16 HEERE! in benauwdheid hebben zij U bezocht; zij hebben hun stil gebed uitgestort, als Uw tuchtiging over hen was.
17 Gelijk een bevruchte vrouw, als zij nadert tot het baren, smarten heeft, en schreeuwt in haar weeen, alzo zijn wij geweest, o HEERE! vanwege Uw aangezicht.
18 Wij waren bevrucht, wij hadden de smarten, maar wij hebben niet dan wind gebaard; wij deden het land geen behoudenis aan, en de inwoners der wereld vielen niet neder.

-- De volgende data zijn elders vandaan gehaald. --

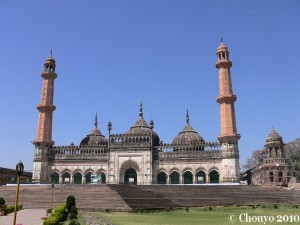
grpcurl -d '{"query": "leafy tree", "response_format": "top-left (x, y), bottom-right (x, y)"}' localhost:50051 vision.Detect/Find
top-left (243, 150), bottom-right (267, 170)
top-left (66, 195), bottom-right (76, 213)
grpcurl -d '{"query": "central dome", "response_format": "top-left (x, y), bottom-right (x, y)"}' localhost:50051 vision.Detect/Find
top-left (266, 128), bottom-right (282, 142)
top-left (80, 114), bottom-right (108, 146)
top-left (125, 103), bottom-right (159, 146)
top-left (172, 111), bottom-right (205, 145)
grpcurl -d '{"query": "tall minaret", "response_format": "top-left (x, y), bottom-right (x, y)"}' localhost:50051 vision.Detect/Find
top-left (216, 39), bottom-right (241, 143)
top-left (32, 50), bottom-right (57, 183)
top-left (33, 50), bottom-right (57, 147)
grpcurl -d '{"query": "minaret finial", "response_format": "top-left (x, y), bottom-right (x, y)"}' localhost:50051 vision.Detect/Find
top-left (186, 109), bottom-right (190, 124)
top-left (95, 113), bottom-right (98, 128)
top-left (140, 102), bottom-right (143, 117)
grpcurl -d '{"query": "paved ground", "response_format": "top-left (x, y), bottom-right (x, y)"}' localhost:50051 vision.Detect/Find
top-left (0, 209), bottom-right (46, 225)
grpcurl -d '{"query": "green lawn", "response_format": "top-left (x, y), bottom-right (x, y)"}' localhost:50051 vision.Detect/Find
top-left (97, 206), bottom-right (300, 225)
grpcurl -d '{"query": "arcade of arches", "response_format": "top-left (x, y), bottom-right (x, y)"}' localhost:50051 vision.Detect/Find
top-left (51, 171), bottom-right (106, 184)
top-left (51, 168), bottom-right (220, 184)
top-left (157, 170), bottom-right (220, 184)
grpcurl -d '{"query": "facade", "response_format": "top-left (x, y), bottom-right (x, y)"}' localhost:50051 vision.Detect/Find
top-left (32, 42), bottom-right (240, 185)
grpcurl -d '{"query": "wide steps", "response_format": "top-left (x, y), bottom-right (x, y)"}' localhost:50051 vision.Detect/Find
top-left (0, 184), bottom-right (300, 211)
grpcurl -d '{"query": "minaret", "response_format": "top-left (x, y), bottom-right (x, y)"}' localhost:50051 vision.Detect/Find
top-left (32, 50), bottom-right (57, 183)
top-left (33, 50), bottom-right (57, 147)
top-left (216, 38), bottom-right (241, 143)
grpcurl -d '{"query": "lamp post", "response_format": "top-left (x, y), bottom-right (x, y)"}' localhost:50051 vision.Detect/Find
top-left (51, 182), bottom-right (54, 209)
top-left (13, 160), bottom-right (24, 225)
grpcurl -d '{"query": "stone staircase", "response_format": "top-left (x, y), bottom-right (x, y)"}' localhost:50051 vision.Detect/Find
top-left (0, 185), bottom-right (131, 211)
top-left (0, 184), bottom-right (300, 211)
top-left (108, 185), bottom-right (300, 208)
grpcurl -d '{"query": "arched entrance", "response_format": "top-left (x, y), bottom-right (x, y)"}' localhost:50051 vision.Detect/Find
top-left (51, 172), bottom-right (59, 184)
top-left (157, 172), bottom-right (167, 184)
top-left (63, 172), bottom-right (71, 184)
top-left (85, 172), bottom-right (92, 184)
top-left (100, 172), bottom-right (106, 184)
top-left (124, 168), bottom-right (137, 184)
top-left (170, 171), bottom-right (179, 184)
top-left (183, 171), bottom-right (193, 184)
top-left (74, 172), bottom-right (82, 184)
top-left (209, 170), bottom-right (220, 184)
top-left (196, 170), bottom-right (206, 184)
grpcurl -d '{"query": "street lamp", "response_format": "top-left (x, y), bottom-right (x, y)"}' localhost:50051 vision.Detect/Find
top-left (51, 182), bottom-right (54, 209)
top-left (13, 160), bottom-right (24, 225)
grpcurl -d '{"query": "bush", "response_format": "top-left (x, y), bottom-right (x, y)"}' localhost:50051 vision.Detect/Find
top-left (69, 219), bottom-right (80, 225)
top-left (43, 213), bottom-right (59, 225)
top-left (69, 214), bottom-right (77, 220)
top-left (54, 204), bottom-right (68, 221)
top-left (70, 206), bottom-right (78, 215)
top-left (66, 195), bottom-right (76, 212)
top-left (0, 197), bottom-right (5, 206)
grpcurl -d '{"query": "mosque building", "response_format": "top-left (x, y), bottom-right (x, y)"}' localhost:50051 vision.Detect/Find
top-left (32, 41), bottom-right (241, 185)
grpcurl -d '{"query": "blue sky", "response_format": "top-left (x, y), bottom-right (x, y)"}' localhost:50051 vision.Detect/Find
top-left (0, 0), bottom-right (300, 170)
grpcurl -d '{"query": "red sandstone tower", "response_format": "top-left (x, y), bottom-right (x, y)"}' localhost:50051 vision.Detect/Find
top-left (216, 39), bottom-right (241, 144)
top-left (32, 50), bottom-right (57, 183)
top-left (33, 50), bottom-right (57, 147)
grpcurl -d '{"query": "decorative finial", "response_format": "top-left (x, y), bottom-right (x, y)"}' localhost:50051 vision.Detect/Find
top-left (149, 119), bottom-right (154, 130)
top-left (140, 102), bottom-right (143, 117)
top-left (107, 121), bottom-right (112, 131)
top-left (186, 110), bottom-right (190, 124)
top-left (95, 113), bottom-right (98, 128)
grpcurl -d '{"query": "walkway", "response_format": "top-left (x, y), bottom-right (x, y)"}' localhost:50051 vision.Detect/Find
top-left (0, 209), bottom-right (46, 225)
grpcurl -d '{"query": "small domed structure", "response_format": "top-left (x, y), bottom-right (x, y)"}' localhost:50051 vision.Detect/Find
top-left (266, 128), bottom-right (282, 143)
top-left (125, 103), bottom-right (159, 146)
top-left (172, 111), bottom-right (205, 145)
top-left (80, 114), bottom-right (108, 146)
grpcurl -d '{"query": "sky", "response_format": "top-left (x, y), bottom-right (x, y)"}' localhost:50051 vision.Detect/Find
top-left (0, 0), bottom-right (300, 171)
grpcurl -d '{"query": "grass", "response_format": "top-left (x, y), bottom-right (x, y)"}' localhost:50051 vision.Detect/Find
top-left (97, 205), bottom-right (300, 225)
top-left (63, 212), bottom-right (85, 225)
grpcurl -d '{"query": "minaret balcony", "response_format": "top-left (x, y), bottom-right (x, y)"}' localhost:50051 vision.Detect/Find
top-left (216, 59), bottom-right (232, 69)
top-left (41, 71), bottom-right (57, 79)
top-left (36, 104), bottom-right (56, 112)
top-left (217, 95), bottom-right (237, 104)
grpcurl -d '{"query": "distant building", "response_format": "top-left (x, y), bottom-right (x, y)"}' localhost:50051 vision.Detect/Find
top-left (32, 42), bottom-right (240, 185)
top-left (242, 129), bottom-right (292, 186)
top-left (0, 167), bottom-right (32, 186)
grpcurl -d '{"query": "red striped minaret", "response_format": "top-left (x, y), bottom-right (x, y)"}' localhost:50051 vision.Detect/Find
top-left (216, 39), bottom-right (241, 143)
top-left (33, 50), bottom-right (57, 147)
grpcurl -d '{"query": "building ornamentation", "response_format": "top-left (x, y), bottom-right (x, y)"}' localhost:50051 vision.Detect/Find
top-left (32, 42), bottom-right (244, 185)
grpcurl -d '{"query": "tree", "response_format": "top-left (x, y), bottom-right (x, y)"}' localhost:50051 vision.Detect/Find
top-left (243, 149), bottom-right (267, 170)
top-left (66, 195), bottom-right (76, 213)
top-left (284, 138), bottom-right (300, 182)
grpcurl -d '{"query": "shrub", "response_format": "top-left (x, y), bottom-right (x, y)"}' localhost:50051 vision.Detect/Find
top-left (0, 197), bottom-right (5, 206)
top-left (54, 204), bottom-right (66, 214)
top-left (66, 195), bottom-right (76, 212)
top-left (70, 206), bottom-right (78, 215)
top-left (43, 213), bottom-right (59, 225)
top-left (69, 219), bottom-right (80, 225)
top-left (69, 214), bottom-right (77, 220)
top-left (4, 206), bottom-right (15, 215)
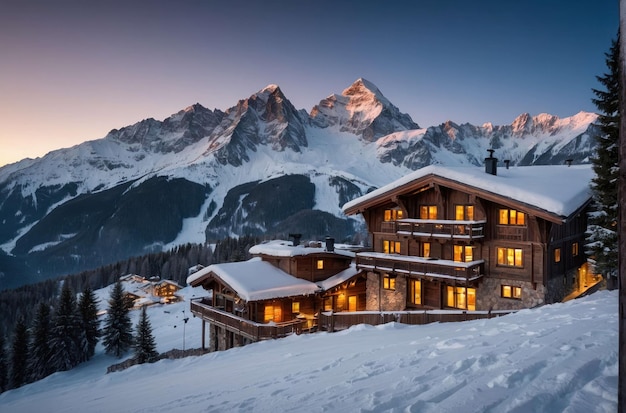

19 Uw doden zullen leven, ook mijn dood lichaam, zij zullen opstaan; waakt op en juicht, gij, die in het stof woont! want uw dauw zal zijn als een dauw der moeskruiden, en het land zal de overledenen uitwerpen.
20 Ga henen, mijn volk! ga in uw binnenste kamers, en sluit uw deuren na u toe; verberg u als een klein ogenblik, totdat de gramschap overga.
21 Want ziet, de HEERE zal uit Zijn plaats uitgaan, om de ongerechtigheid van de inwoners der aarde over hen te bezoeken; en de aarde zal haar bloed ontdekken, en zal haar doodgeslagenen niet langer bedekt houden.